Mlle de Beauvais, Mlle de La Vallière et Mme de Maintenon, autrefois Mme Scarron, furent en butte aux galanteries du surintendant, ainsi que le prouvèrent non seulement des brouillons de lettres écrites en son nom par son secrétaire Pellisson, et trouvés dans ses poches au moment de son arrestation, mais encore des lettres de presque toutes les femmes de la cour, découvertes dans une cassette à Saint-Mandé. Le roi, qui dépouilla lui-même les papiers de Fouquet[127], ne voulut pas que ces tendres correspondances, parmi lesquelles fut compris le nom de la prude Mme de Sévigné[128], figurassent dans l'inventaire des papiers du surintendant.

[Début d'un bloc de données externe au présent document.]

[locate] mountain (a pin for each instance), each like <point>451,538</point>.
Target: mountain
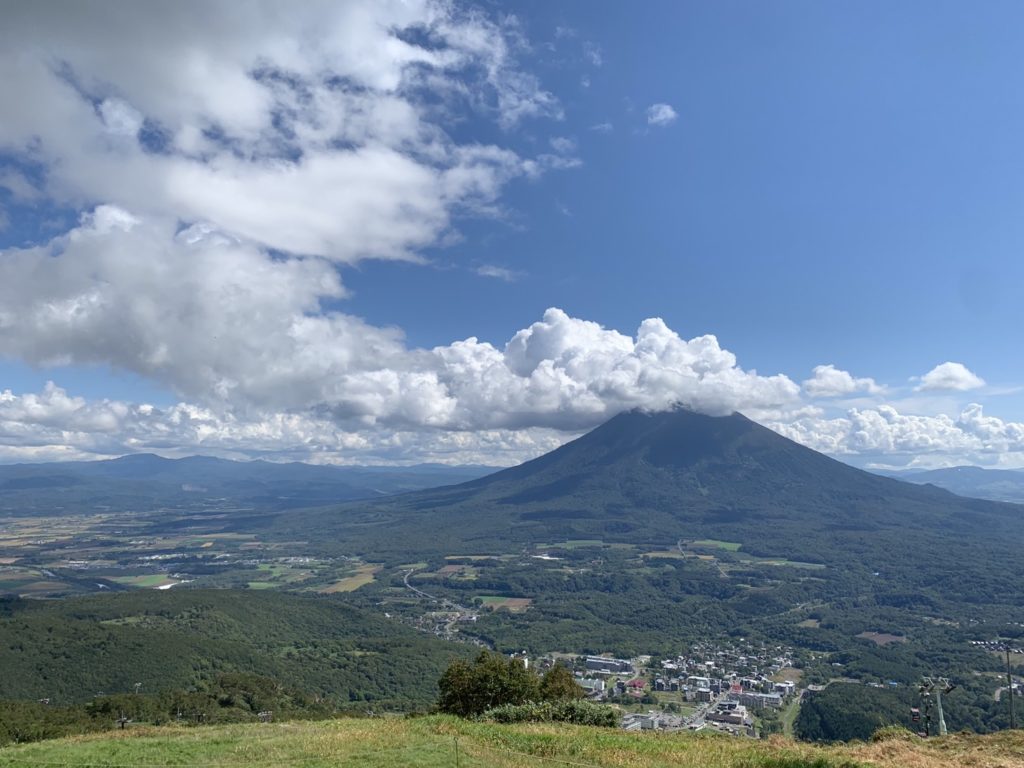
<point>144,479</point>
<point>70,649</point>
<point>644,478</point>
<point>997,484</point>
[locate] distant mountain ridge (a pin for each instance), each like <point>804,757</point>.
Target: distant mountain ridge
<point>655,479</point>
<point>978,482</point>
<point>146,478</point>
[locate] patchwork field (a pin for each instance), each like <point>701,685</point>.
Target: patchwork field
<point>364,574</point>
<point>512,604</point>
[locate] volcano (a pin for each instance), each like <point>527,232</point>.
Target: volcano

[127] Mlle de Scudéry blâme indirectement la conduite de Louis XIV, dans les Considérations nouvelles sur divers sujets, 1684, 2 vol. in-12, qu'elle dédia pourtant au roi. «Après la bataille de Pharsale, dit-elle au chapitre de la Magnificence, on remit entre les mains de César des cassettes qui contenaient tous les papiers de Pompée. La politique et la prudence eussent peut-être voulu qu'il les eût examinées soigneusement. Comme il avait résolu, après cette grande victoire, de gagner les cœurs par la douceur et la clémence, il ne voulut point savoir les secrets d'un ennemi vaincu et mort, il ne voulut point savoir les noms des amis particuliers de son ennemi et fit brûler tous ses papiers sans les lire.»

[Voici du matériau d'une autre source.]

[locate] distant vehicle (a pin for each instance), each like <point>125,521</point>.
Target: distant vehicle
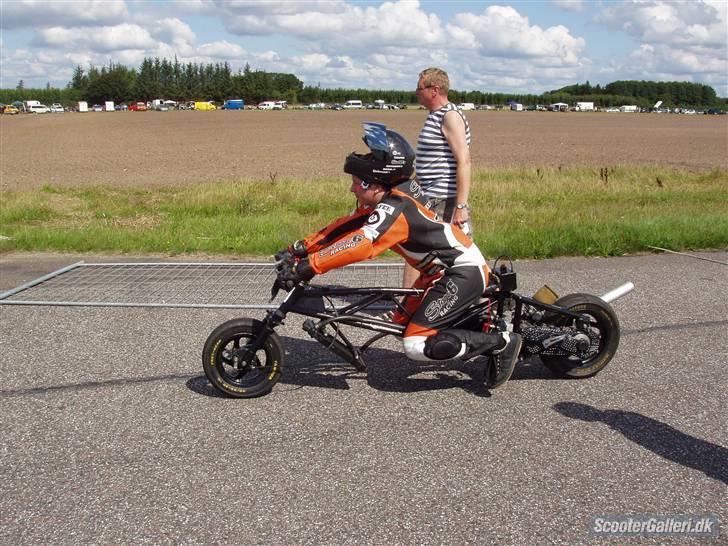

[128] Bussy-Rabutin raconte dans ses Mémoires que le chancelier lui dit que les lettres de Mlle de Sévigné «étaient des lettres d'une amie qui avait eu de l'esprit, et qu'elles avaient bien plus réjoui le roi que les douceurs fades des autres lettres; mais que le surintendant avait mal à propos mêlé l'amour avec l'amitié.» Mme de Sévigné néanmoins fut très-contrariée de cette découverte: «Que dites-vous de tout ce qu'on a trouvé dans ses cassettes? dit-elle dans sa lettre du 11 octobre 1661. Je vous assure que quelque gloire que je puisse tirer par ceux qui me feront justice de n'avoir jamais eu avec lui d'autre commerce que celui-là, je ne laisse pas d'être sensiblement touchée de me voir obligée de me justifier et peut-être fort inutilement à l'égard de mille personnes qui ne comprendront jamais cette vérité. Je pense que vous comprendrez bien aisément la douleur que cela fait à un cœur comme le mien.»

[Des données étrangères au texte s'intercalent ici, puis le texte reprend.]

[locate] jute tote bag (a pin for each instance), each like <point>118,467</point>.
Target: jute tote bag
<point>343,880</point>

Celui-ci nia pourtant, avec une énergique et noble indignation, avoir rien reçu ni rien écrit de semblable à certaines lettres qu'on lui attribuait:
«Ce que je ne puis dissimuler, dit-il (t. 12, p. 94 du Procès de M. Fouquet), c'est l'horreur des outrages que mes ennemis ont vomi contre mon honneur, au moment où j'ai été arrêté, ayant méchamment, et par un complot qui ne peut avoir été concerté qu'avec les démons les plus enragés, supposé des lettres scandaleuses que les plus perdues de toutes les femmes publiques ne voudraient pas avoir écrites ni pensées, et d'avoir eu l'effronterie de les publier sous des noms de personnes de qualité qu'on a voulu diffamer par-là, et me rendre odieux au roi et au public, encore que tout fût calomnieusement forgé dans la boutique de ces abominables forgerons qui n'éviteront jamais le châtiment de leurs méchancetés, puisqu'elles sont si détestables, qu'elles ne sauraient être vengées que par l'enfer même qui les a produites, ou par une pénitence publique qui répare la réputation de toutes les personnes qui peuvent y avoir intérêt.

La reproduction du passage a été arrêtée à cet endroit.